Cherry stained fingertips!
After reading a couple of recipes, I did change it up a bit from recipe in the book. I have to say that I am not patient enough to wait 3 years, so I pitted the cherries (thus opening up the cherries to the alcohol and hopefully speeding up the process a bit). I did break open the pits and remove the intensely almond flavoured seed inside, to include in the batches - to hopefully create a layering of flavours. 
Cracked open cherry pit with the little nugget of almondy-goodness in the middle. There were cherry pits flying all over the room until I got pit-cracking down to an art. I ended up using wire-cutters~the pliers ended up just squishing everything.
But like the passage from the book I did layer the cherries (plus about 8 cherry pit seeds per jar) with sugar, probably about 3/4 of a cup per jar and then topped up each layer with vodka, until I had two jars that were 3/4 full of cherries and sugar and then I just topped it up the rest of the way. Then I labelled them both with their official open dates!
Notice, I am a little short on patience. One is to be opened this New Year's (I figure that they will be an interesting addition to the champagne). And I'll wait a full year and a half before cracking the second one.
And now I can't wait for New Year's!


Monday, June 27, 2011

Trending...In My World Anyway

(Image from Honestly WTF)

Just a little list of things I'm loving right now and that are inspiring me thus far this summer.
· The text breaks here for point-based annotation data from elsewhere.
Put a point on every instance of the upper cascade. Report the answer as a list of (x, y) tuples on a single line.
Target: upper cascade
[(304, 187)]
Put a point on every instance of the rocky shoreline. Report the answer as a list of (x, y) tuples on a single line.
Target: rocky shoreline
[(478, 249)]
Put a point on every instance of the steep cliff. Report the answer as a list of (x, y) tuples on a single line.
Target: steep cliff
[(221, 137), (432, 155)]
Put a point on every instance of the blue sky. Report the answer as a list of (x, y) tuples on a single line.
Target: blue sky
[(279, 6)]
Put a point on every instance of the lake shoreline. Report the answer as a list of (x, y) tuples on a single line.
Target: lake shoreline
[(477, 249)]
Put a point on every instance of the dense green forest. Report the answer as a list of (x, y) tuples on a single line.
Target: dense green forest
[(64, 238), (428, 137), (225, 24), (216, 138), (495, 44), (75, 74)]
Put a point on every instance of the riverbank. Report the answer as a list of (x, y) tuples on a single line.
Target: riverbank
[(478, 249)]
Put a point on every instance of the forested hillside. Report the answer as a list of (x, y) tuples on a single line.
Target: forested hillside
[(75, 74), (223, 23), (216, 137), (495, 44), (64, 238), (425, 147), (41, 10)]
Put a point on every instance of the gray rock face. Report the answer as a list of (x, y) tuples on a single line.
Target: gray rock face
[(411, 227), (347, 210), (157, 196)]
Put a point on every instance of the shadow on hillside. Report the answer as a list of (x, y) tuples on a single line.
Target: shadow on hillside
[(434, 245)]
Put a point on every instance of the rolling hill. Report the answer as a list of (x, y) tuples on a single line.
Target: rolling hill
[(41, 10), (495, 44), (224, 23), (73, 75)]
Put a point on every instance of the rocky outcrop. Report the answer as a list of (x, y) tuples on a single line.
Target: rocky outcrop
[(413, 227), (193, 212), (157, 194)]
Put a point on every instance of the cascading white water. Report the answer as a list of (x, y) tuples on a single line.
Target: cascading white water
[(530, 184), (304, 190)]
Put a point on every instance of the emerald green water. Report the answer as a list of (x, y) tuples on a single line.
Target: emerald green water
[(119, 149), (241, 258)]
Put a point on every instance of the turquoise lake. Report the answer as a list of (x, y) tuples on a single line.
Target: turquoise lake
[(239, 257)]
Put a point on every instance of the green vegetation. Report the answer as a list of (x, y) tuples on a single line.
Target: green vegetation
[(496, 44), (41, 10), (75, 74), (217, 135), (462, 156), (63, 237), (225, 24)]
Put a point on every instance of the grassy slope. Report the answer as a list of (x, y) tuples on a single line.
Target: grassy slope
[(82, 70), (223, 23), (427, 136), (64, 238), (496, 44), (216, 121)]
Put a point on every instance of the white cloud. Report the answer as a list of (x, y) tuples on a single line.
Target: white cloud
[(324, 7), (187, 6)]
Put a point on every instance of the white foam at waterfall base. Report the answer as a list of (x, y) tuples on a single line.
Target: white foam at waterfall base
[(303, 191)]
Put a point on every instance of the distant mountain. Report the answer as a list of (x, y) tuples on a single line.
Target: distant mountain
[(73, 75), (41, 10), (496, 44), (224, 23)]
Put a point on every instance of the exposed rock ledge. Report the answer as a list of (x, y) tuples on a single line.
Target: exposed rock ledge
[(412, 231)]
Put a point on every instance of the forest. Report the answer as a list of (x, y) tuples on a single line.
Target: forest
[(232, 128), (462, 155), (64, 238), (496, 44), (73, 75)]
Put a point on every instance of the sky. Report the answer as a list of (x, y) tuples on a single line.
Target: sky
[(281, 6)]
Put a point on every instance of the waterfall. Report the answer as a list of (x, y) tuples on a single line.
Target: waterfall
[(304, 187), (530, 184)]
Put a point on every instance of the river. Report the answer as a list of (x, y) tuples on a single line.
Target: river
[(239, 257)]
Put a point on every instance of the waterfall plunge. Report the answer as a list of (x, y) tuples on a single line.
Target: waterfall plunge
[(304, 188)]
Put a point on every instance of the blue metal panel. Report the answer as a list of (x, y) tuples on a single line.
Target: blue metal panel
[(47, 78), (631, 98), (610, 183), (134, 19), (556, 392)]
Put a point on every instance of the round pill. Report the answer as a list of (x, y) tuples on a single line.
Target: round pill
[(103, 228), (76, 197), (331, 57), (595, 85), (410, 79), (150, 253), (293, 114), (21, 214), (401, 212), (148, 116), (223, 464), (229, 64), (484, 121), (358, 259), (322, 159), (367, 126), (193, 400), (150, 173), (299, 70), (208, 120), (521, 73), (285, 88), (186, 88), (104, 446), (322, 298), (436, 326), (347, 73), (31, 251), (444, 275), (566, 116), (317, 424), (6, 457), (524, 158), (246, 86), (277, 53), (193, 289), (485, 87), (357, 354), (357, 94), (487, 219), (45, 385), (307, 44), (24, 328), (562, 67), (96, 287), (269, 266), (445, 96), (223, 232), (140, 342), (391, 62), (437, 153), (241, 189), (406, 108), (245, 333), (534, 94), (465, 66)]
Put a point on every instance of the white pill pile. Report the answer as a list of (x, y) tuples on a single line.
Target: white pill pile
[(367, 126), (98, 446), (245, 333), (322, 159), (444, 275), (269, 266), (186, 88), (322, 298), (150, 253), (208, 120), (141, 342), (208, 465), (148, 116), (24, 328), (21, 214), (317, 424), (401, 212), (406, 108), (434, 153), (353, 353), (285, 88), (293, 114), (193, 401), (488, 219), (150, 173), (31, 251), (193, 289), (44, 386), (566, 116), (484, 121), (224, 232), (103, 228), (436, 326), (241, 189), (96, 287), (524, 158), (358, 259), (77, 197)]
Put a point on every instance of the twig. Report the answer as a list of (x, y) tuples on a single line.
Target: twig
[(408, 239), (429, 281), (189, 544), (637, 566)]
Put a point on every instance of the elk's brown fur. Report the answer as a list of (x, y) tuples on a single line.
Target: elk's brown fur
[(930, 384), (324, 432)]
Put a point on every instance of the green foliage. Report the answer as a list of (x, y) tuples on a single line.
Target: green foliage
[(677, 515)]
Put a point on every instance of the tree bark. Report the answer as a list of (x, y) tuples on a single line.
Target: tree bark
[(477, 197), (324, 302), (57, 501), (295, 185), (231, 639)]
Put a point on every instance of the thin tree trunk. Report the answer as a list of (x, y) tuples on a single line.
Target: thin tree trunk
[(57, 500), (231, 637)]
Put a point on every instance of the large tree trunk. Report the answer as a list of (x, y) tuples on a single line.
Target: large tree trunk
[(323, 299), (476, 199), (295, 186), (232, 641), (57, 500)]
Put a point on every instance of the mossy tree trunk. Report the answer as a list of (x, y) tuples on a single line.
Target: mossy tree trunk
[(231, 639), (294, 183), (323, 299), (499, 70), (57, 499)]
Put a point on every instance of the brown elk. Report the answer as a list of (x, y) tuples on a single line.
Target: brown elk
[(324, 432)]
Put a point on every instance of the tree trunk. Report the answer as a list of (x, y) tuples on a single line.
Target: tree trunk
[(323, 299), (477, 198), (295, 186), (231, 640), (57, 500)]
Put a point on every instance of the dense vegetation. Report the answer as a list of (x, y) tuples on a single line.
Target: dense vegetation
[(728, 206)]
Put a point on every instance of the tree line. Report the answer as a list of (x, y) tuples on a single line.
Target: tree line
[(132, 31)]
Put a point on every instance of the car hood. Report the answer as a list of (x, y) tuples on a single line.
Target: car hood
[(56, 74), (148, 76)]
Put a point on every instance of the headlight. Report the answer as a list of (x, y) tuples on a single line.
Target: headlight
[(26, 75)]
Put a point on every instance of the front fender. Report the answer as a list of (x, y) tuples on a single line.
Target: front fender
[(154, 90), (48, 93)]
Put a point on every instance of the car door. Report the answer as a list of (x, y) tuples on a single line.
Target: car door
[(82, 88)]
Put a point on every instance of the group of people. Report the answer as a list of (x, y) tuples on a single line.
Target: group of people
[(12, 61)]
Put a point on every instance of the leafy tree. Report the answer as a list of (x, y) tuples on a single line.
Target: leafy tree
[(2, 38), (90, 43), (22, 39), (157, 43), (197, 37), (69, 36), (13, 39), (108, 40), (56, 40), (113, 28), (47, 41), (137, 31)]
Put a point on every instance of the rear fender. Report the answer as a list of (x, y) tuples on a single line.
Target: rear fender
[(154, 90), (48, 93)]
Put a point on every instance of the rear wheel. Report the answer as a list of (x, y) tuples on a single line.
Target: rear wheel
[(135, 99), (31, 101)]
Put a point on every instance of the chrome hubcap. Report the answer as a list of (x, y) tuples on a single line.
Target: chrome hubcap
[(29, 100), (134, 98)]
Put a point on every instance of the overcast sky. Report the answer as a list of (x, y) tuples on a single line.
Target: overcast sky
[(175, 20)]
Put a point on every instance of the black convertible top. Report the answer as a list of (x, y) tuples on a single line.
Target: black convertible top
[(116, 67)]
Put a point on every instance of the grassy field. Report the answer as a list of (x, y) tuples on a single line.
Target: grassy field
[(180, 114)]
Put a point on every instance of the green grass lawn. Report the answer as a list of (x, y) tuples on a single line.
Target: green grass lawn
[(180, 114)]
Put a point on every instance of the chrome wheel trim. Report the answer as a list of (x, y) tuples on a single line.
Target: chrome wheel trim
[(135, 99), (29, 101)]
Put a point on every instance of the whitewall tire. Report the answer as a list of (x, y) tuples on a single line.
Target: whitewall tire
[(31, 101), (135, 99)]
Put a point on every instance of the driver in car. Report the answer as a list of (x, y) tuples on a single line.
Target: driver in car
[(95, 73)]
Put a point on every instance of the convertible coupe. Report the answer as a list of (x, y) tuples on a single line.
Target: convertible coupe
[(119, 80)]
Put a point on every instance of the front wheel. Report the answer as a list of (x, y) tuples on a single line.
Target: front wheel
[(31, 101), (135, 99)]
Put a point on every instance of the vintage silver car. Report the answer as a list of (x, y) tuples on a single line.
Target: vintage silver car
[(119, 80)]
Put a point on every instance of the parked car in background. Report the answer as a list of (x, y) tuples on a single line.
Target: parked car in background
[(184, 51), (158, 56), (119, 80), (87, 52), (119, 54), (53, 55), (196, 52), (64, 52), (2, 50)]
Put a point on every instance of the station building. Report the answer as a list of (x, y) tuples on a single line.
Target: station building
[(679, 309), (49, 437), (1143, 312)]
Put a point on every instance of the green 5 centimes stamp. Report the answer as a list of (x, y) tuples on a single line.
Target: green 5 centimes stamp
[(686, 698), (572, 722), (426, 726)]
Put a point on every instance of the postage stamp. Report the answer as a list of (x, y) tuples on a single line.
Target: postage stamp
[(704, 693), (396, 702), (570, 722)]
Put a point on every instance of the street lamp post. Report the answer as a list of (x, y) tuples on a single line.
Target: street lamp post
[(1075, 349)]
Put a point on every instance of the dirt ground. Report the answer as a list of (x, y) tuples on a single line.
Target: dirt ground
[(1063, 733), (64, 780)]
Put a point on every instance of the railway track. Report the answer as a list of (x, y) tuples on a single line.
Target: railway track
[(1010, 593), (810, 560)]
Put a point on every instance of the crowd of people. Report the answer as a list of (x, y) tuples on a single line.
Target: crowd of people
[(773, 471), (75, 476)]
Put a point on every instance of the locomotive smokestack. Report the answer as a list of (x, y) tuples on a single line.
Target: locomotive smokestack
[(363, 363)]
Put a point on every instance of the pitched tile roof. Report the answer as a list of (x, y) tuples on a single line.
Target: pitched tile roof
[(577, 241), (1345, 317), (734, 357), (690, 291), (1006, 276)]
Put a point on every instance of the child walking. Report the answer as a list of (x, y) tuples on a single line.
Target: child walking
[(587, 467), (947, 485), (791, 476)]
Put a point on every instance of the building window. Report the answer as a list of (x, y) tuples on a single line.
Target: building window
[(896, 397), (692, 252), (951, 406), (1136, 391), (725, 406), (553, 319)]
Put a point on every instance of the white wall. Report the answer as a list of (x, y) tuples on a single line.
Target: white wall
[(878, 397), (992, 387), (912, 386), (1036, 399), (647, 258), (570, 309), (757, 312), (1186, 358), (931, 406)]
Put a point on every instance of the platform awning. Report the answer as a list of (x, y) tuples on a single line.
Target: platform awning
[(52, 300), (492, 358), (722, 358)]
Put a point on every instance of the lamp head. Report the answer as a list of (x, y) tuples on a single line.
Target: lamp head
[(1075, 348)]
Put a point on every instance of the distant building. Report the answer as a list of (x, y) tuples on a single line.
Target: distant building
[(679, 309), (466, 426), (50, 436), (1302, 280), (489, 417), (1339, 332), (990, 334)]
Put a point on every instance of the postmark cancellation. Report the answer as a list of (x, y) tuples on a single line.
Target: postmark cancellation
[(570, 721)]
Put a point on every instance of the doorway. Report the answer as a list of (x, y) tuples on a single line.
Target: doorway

Old-school embroidery thread friendship bracelets to help fill up your arm of bangles, as seen here.

The green-ness right before it thunderstorms (there has been a lot of that happening around here lately)...like this and this. (Plus that last one has an awesome house that makes me want to move to Sweden.)

This running podcast that has helped me learn to love running, or at least allows me to suffer through it.

Our record player which is finally working after we figured out that it was the speakers. Records just sound sooo much better.

This gorgeous penthouse in Paris....look at those beams! And another French gem.

This Hummingbird Celebration cake, that I want to make and eat right now...by myself. Mmmm... coconut.

This great super simple grecian maxi dress that I happen to have made recently, as a bonus it can be worn in a ridiculous number of ways, like this.

Hope you are having a fun and inspiring summer so far!